Why are we wired to think in this nonproductive way? There are two answers to this question, both of which play off each other.

One-Thing-at-a-Time Fallacy

We’ve been taught multitasking is a bad idea, and by all means in many contexts that’s great advice. Don’t text and drive. Don’t watch TV while listening to your spouse complain. Don’t stuff your face with food while lecturing your child.

The problem is we take this statement too far, to the point we begin functioning in a linear format. In this linear way of thinking you tackle the first task, see it through until its completion, and only then move on to the next task. This doesn’t make a lot of sense to me, and it shouldn’t to you either.

Imagine you want to grow an oak tree with acorns. You wouldn’t plant the seed and stand around for 20 years until it’s fully grown, acorns and all. In the time between planting the seed and enjoying its acorns, you could watch every Oscar nominated movie, travel to every country on the globe, and become internet famous (whatever that entails).

The key point to remember is multi-tasking works when one of the tasks can be automated. Once the seed is planted, we let mother nature go to work. Considering we live in the age of technology, there are boundless opportunities for automation. Where we fall short is starting with something non-automated, only to realize we should have started first by “planting the seed” for what could have been automated.

Start by toasting the bread. The act of toasting is automated, so all we have to do is pop the bread in. While the oven works its magic, you can handle the other necessary steps to prepare your breakfast.

Fight the Gratification

In his book Atomic Habits, the author James Clear explains we’re more likely to do something when there’s a reward at the end. Upon the completion of a task, the simple act of crossing out, checking off, or deleting the task sparks the feeling of gratification.

If gratification is what you seek, you’re more likely to start with the shorter tasks and put off the longer term tasks. This is the reason why you take out the trash, call your siblings, and do the dishes, when in reality you should have started your expense report.
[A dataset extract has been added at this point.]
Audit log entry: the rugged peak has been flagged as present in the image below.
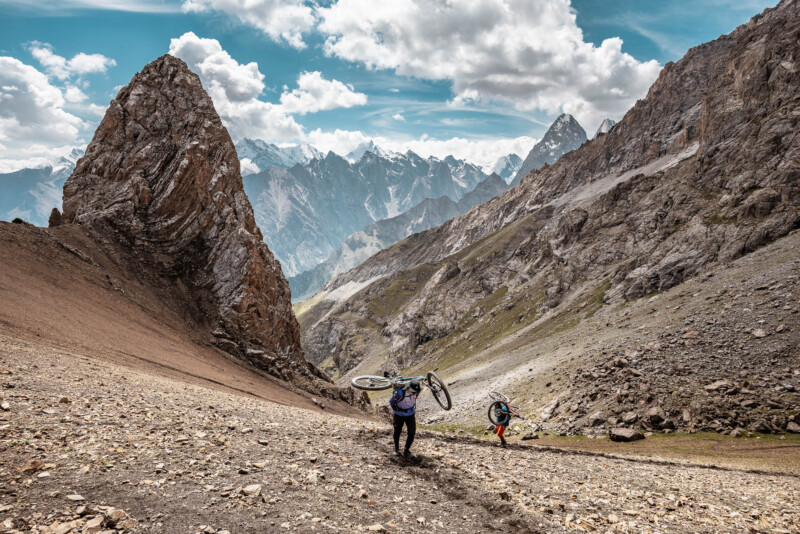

Completing short tasks is fools gold. Though you receive gratification for getting things done, in the process you’ve put off the expense report, which is your most important task of the day.

The hard part about starting the long term task is you’re not going to receive the gratification of marking it as complete. Starting an expense report, planting a seed, or popping toast in the oven don’t provide the same gratification as pouring a glass of milk. Unlike pouring a glass of milk, there are multiple steps to our longer term tasks, and therefore gratification isn’t as eminent.

Your goal is to be productive, not to create a false sense of accomplishment. The blissfulness of accomplishment will turn into regret for not addressing the more complex tasks.

Ordering Tasks Strategically

When planning your days, ensure you are thoughtful about the order in which each task is addressed. Keep in mind the two keys previously discussed.

The first key is to not fall for the one-thing-at-a-time fallacy. It’s possible to start one task, complete a different task, and then return to the original task. Therefore plant the seed, and while you wait, complete your other tasks.

Secondly don’t fall victim the allure of gratification. If you simply want to check boxes, you risk blinding yourself from the more complex and important tasks.

Next time you’re rushing through your breakfast prep, pop the toast in first. While the bread is toasting, attend to the cereal and eggs. Nothing is sweeter than having prepared the rest of your meal at the exact moment you hear the “ding” sound of the toaster oven. That’s real gratification.